Castle in the Ground Joey Klein Alex Wolff Neve Campbell

Survival cinema meets the drug addiction genre in Castle in the Ground

Great performances and a naturalistic universe make Joey Klein’s film compelling.

Castle in the Ground by Joey Klein unfolds in an emotional fog. The colours are muted and hazy. Nineteen-year-old Henry (Alex Wolff) cares for his sick mother Rebecca (an incredible performance by Neve Campbell) but issues of life and death remain off the table of discussion. Any attempt to breach the inevitable is shaken off or ignored until it’s too late. Set in Sudbury during the dead of winter, everything is cold and inhospitable. Fatigue and pain dull everything as Rebecca’s sickness foregrounds all other life.

After Henry’s mother dies, he gets drawn into the world of his neighbour Ana (Imogen Poots). She’s a recovering addict, excitable and impulsive. After the death of his mother, he falls deeper into a sampling of her leftover meds. Henry, already prone as his mother’s caregiver to self-effacing impulses, plunges into her world. Without realizing it, he replaces one caregiving position for another, falling into a toxic cycle of destruction. 

Castle in the Ground quickly falls into a grey landscape of Canadian survival cinema. It’s an impressionistic but socially pointed view of the abuses of pharmaceutical drugs in Canada. Rather than being exploitative or judgmental, it’s merely sombre, focused on the fragility of the human body and soul. It is an accomplished film technically, and the performances stand out as fresh and naturalistic. Yet it can’t fully extradite itself from its own darkness. The film’s dramatization of addiction seldom diverts from a familiar laid out path. Perhaps, though, that speaks more to the predictable trials and tribulations of drug addiction than anything else.

Yet, the film manages to subvert some of the more obvious pitfalls of the genre by keenly observing the layers of engagement and performances. As driven as they are by their need for a hit, the characters fall into patterns they’ve seen in pop culture. The metatextual layer of characters like “Polo Boy” modelling his drug addict persona off what he’s seen on TV, versus the awkwardness of being unable to escape his “authentic self” while living in a small town, add compelling layers of tension. The fabric of romanticization of the drug world versus its grim and sad reality lie at the heart of the film’s appeal. 

It’s a movie that ultimately focuses on the frayed purgatorial landscape of addiction. Emotions and desires, even if exaggerated and impulsive, are filtered through the fog of drugs. The world is smokey and directionless, existing between life and death. As Henry is thrown lifesavers, in the form of help from his girlfriend or members of his synagogue, he refuses them. Whether eaten up by guilt or grief, he prefers to linger in non-existence than to be drawn back into the world of the living.

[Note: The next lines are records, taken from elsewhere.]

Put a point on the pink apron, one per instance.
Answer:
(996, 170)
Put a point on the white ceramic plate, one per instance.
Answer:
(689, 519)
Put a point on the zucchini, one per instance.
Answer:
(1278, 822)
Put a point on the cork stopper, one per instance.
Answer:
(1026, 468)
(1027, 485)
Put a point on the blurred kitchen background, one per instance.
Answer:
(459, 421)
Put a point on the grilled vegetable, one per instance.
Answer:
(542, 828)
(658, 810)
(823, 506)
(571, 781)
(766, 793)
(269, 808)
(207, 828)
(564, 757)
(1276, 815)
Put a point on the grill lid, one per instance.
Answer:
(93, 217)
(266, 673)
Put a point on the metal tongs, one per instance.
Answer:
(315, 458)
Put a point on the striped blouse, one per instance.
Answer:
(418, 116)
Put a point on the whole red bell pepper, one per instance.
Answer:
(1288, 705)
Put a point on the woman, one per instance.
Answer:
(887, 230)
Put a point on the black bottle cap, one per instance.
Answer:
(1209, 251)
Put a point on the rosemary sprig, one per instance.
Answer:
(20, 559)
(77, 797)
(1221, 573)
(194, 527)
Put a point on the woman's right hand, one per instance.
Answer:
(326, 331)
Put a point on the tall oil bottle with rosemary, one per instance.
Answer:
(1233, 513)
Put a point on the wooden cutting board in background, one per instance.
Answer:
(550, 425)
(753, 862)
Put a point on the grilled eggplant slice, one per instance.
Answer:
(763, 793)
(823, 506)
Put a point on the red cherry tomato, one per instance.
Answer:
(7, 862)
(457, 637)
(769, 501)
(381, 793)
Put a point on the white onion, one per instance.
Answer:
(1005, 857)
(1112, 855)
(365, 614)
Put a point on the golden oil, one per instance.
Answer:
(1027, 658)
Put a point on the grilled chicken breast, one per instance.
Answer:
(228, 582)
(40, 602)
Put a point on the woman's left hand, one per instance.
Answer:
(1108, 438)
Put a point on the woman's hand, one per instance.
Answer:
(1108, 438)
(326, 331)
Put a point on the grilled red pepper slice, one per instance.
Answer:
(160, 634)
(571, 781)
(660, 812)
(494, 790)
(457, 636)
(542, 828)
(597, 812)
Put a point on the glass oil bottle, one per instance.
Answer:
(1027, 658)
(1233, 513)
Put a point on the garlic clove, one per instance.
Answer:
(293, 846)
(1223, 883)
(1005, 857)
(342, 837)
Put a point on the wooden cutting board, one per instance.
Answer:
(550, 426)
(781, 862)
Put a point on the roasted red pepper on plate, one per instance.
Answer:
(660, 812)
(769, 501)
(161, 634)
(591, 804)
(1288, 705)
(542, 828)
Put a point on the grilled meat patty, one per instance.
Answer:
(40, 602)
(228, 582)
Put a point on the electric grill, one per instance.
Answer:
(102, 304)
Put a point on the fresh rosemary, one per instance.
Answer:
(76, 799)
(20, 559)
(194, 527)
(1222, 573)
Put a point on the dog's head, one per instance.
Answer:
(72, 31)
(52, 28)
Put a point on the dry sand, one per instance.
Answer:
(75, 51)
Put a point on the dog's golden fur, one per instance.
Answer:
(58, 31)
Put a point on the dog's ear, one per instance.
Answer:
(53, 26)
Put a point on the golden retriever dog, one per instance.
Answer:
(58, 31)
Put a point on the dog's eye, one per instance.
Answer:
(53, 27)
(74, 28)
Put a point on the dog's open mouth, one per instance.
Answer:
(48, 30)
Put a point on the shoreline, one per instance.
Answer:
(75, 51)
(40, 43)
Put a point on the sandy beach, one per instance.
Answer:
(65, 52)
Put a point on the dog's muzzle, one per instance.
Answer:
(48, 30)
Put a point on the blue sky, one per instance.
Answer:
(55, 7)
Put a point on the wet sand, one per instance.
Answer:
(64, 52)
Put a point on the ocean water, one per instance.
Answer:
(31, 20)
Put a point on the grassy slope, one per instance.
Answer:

As far as films depicting drug addiction go, it’s better than most. It’s patient, articulated and reflective. It allows silences to unfold and intimacies to grow. The bar for the genre, however, is low and filled with cheesy shocks and exploitative twists. The success of Castle in the Ground speaks to how mediocre most films about addiction and the drug world handle their subject. Yet, it also never really transcends those trappings either. The latter half of the film, in particular, falls into many of the old tropes of the genre, relying on the anxious fears of violent reprisals. It’s an obvious direction for the story to take — it’s where they all go — but the lack of ambition grates. The film loses its way in this second half, even though it still has warm and intimate moments. 

Castle in the Ground won’t be for all. For viewers who are tired of or not particularly keen on addiction dramas, it likely won’t impress. It might be better than most, but it hardly reinvents or subverts the genre in a grand and ambitious way. The film’s real strength lies in the sensitivity of the performances and the naturalistic, almost mundane approach to the film’s universe. At the very least, it’s good enough to anticipate whatever project director Joey Klein tackles next. ■

Castle in the Ground directed by Joey Klein and starring Neve Campbell and Alex Wolff is on VOD now.